Virtual children’s playground Animal Jam suffered a data breach that compromised 46 million user accounts. The incident, which took place in October, reportedly stemmed from a cyber attack on a third-party server used by the company.
Based on WildWorks’ blog post, the hacker gained access to the information after obtaining a key.
Animal Jam is an online world developed and created by WildWorks for kids aged seven to 11 first released in 2010. Threat Post states that the platform was marketed as a safe and educational space for the exploration of nature. It currently has players from over 225 countries.
According to Bleeping Computer, this virtual world allows children to play online games with other players. This platform boasts of more than 300 million animal avatars created by kids, with a new one added every 1.4 seconds.
A threat actor reportedly shared two databases from Animal Jam on a hacker forum called raidforums.com on November 11, 2020. The databases in question are titled ‘game_accounts’ and ‘users.’ The combination of the two contained around 46 million user records.
As part of the free release uploaded on the said forum, Bleeping Computer said that the threat actor released around seven million user records.
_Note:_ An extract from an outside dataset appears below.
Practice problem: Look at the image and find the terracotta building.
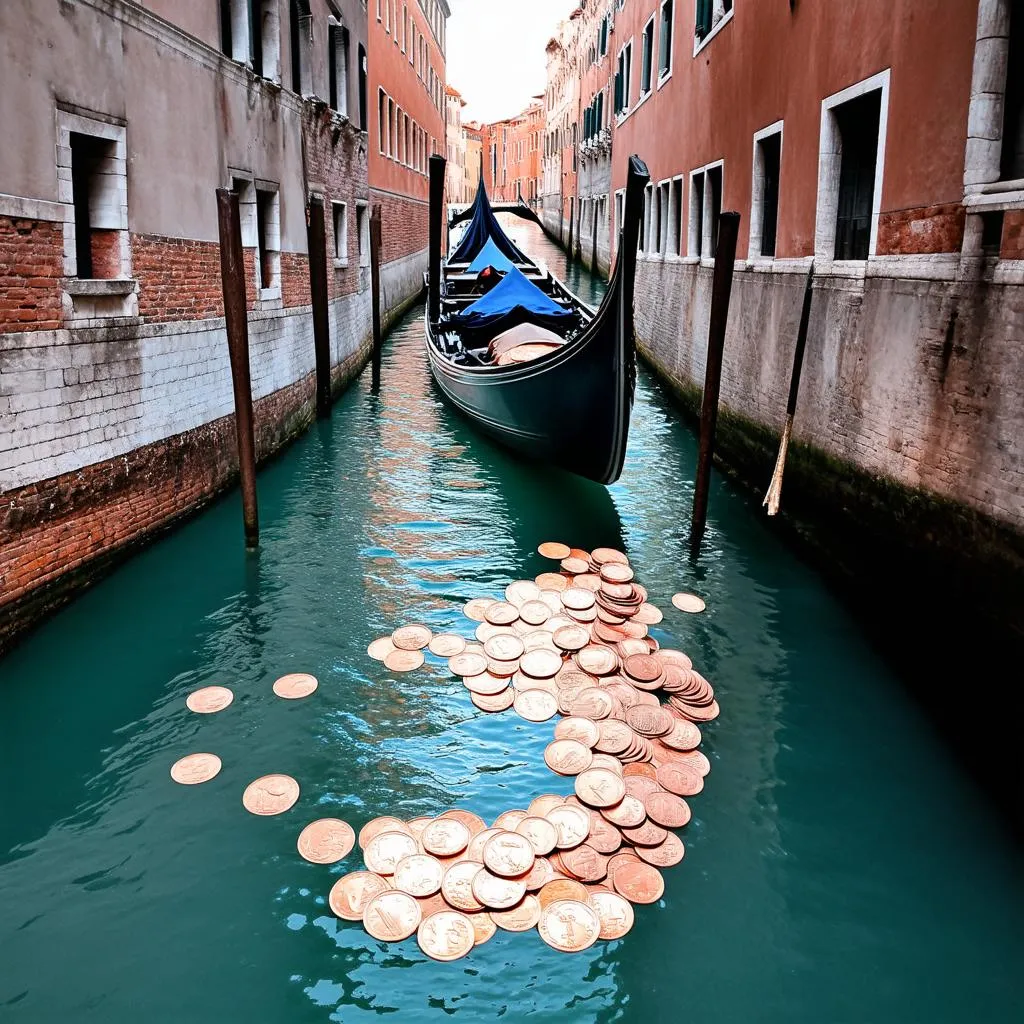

From the records, the news site states that the data breach most likely occurred between October 10 and October 12 of this year.
WildWorks only found out about the incident after the malicious actor posted on the underground forum. In its blog post, it said it only learned of the incident on November 11, 2020, after they were alerted by security researchers.
Among the information made vulnerable to the public where email addresses used to create the account, usernames of players, encrypted passwords, gender, and birthday details. Moreover, parents’ full names and billing addresses were also exposed to the public.
However, the company emphasized that “no real names of children were part of this breach.” The information released also ensured that personally identifying information was not made available.
Following the incident, WildWorks notified the public about the breach, with the site providing a detailed FAQ portion in keeping with its advocacy of being a safety and privacy-centric company.
Apart from this, the company also advised users to update their passwords. The firm has also offered to provide additional assistance to affected players or individuals.
As of writing, the investigation surrounding the incident is still on-going. The company is coordinating with other law enforcement agencies and the FBI to help catch the attackers.